Stressed ramblings, feel free to skip
I haven’t been writing as much as I want to. I’m mainly just runnning on a queue at the moment, so sorry for any followers that just get spammed with nature photos haha!
There’s been a lot on my mind lately that’s been a little stressful and makes me not want to write. I’m working at starting up my business which is going alright, but potential clients keep calling from nearly too far away. I did a job for one person in that town and now more and more people from that town are knowing about me which is great! However I would like to focus my advertising efforts on specifically closer places so I don’t have to coordinate the long drive there and back all the time, and get much closer work. Because, see, I have one huge setback that’s been distressing me… I can’t drive. Someone my age should know how to drive. People younger than me even make it look so easy and I just wonder if I’m crazy for not finding it so. Extreme anxiety prevented me from trying to learn it when most people did, but now that I’m a little more up to it I just… can’t. There’s so many rules to remember so much to focus on and trying to coordinate everything and knowing where the car is and the fact that if you mess up you could get in serious trouble… My reaction time is shit, and my reaction to any perilous situation is to panic, and then freeze and get weirdly calm while I try to slow my mind down enough to think of what to do, but I have to take several seconds and completely focus on being calm, sometimes even close my eyes and logically think over the situation and outlining the steps in my head one by one to do that, without doing anything else, and if I get distracted or scared again I have to start all over again. Note that I have NOT tried this on the road and haven’t put myself in situations where I might have to, because freezing in the middle of the road for 30 seconds while I think over what to do next is NOT an option, and don’t worry I’m aware of that. You see why I can’t drive outside of empty parking lots, and haven’t gone anywhere populated because I KNOW that’s how I’ll react to everything. But without completely stopping and doing that, it seems I am physically unable to figure out the solution to the problem and just panic more and cry.

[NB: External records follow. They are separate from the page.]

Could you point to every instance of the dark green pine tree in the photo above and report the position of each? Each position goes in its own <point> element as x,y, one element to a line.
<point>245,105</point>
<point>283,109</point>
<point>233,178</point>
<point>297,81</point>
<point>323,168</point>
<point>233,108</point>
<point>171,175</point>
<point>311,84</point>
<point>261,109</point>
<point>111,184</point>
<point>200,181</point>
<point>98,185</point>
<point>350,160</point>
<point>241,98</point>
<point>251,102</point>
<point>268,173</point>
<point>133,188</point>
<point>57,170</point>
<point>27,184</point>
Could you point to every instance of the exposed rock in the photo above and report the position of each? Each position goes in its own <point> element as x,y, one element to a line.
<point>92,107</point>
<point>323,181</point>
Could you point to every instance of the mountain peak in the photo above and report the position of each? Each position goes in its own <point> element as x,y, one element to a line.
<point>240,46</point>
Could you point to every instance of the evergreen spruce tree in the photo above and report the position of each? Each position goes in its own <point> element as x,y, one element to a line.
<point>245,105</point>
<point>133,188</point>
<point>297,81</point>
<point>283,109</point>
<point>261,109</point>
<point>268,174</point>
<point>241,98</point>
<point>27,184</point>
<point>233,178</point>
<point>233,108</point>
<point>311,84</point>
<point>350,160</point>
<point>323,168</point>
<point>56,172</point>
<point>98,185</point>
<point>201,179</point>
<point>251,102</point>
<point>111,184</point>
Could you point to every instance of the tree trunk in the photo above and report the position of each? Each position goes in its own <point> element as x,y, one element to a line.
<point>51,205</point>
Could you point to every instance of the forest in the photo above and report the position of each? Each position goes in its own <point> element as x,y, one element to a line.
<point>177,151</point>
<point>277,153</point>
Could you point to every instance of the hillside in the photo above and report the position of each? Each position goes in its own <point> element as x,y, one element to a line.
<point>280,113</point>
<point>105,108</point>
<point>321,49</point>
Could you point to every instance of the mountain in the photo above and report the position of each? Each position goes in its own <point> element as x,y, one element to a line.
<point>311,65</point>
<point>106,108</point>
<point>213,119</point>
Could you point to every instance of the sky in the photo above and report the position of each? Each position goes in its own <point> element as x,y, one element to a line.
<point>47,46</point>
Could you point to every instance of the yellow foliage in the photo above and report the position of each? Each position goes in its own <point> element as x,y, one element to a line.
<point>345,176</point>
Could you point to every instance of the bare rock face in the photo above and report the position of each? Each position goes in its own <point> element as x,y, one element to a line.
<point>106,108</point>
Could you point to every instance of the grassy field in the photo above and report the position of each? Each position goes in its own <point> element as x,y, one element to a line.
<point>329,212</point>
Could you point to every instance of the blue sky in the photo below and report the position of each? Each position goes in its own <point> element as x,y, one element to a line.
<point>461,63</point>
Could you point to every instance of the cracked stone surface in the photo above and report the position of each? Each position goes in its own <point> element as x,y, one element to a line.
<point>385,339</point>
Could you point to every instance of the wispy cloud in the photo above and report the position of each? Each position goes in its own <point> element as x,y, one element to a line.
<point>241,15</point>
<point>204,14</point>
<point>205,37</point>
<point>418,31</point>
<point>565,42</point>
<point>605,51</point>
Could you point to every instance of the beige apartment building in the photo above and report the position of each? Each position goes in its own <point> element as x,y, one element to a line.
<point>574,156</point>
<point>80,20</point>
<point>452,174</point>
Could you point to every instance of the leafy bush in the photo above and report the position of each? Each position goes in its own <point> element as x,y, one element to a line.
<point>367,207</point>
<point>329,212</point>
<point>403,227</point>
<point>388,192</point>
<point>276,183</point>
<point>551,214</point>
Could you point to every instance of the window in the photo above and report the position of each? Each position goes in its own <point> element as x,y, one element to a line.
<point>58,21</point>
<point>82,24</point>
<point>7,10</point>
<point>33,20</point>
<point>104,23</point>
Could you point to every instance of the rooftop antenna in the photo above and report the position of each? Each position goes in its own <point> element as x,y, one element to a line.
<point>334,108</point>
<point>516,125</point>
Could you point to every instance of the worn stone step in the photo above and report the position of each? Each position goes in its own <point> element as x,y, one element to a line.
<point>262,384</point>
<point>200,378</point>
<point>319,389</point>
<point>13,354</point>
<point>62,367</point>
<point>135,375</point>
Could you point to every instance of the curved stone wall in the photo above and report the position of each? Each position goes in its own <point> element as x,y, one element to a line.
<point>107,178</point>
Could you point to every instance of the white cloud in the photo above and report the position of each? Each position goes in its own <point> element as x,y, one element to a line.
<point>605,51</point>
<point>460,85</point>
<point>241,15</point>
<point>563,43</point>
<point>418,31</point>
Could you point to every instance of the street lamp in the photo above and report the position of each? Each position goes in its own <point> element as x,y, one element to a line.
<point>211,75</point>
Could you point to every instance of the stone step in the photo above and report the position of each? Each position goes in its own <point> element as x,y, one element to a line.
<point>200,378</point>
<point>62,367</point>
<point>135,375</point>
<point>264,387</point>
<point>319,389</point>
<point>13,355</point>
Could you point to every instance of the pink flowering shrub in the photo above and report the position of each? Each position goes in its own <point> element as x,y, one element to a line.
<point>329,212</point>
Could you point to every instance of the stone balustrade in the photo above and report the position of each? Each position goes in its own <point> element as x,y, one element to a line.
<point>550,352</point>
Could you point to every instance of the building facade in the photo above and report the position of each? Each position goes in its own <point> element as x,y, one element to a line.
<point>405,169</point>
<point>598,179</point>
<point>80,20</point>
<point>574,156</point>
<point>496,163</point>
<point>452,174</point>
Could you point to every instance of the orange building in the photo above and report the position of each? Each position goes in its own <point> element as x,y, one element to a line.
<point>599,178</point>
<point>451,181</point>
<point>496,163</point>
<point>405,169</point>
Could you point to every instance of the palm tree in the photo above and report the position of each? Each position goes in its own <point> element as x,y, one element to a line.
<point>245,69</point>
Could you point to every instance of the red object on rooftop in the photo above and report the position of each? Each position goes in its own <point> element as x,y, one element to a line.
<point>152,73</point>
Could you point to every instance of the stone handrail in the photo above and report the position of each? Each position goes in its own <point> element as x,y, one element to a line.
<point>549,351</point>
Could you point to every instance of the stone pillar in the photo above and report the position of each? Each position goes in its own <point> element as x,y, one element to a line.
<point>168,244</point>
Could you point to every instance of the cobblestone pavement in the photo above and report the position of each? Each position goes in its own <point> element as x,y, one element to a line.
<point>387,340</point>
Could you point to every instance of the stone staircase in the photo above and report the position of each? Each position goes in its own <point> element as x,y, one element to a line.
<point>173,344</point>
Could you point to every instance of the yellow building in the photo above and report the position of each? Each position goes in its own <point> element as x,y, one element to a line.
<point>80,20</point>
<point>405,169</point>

Due to my complete lack of
life driving skills I have to be driven there which I know can be a hassle and doesn’t have to happen if the work is closer by and I can simply walk. It doesn’t help that I look super young for my age, to the point where I was once asked my age trying to get a free sample at Costco (which, if you didn’t know, required people 14 and under to get parental permission before trying one.) and having what looks like “some kid” show up with their “mom” probably doesn’t make the best first impression. I just sheepishly explain that I don’t own my own vehicle yet, they seem nice but I still notice the demeanour change, as I try to be as professional as possible but now I’m a kid in their mind now. I guess that’s fair, I mean the fact that I haven’t done things that most people do around my age… I haven’t moved out, learned to drive… I’m basically a kid or just barely an adult at my age anyway. ;-; You might be wondering why I would even try to start a business in this predicament. Well you see, I live in Absolutely The Middle Of Nowhere and because of that, work was scarce. Not only that but whatever job I got I’d have to be driven 20 minutes to the nearest town there and back every day, making them drive an hour twenty minutes total every day at possibly obscene times when they themselves have to work. And I didn’t want to put that strain on them, so after searching for months and months and pondering the (pretty much nonexistent) transportation here, I decided to start up a little business within the neighbourhood to make some money while I searched but now, it’s stuck. Ironically most of my clients call from out of town anyway, and I wonder if the people around my area simply don’t see the signs and stuff posted or don’t really care. At least it’s something I enjoy, although meeting up with clients and doing phone calls still stresses me out a little. I used to be extremely anxious about it but I’ve gotten a bit better in such social situations , which is a good sign.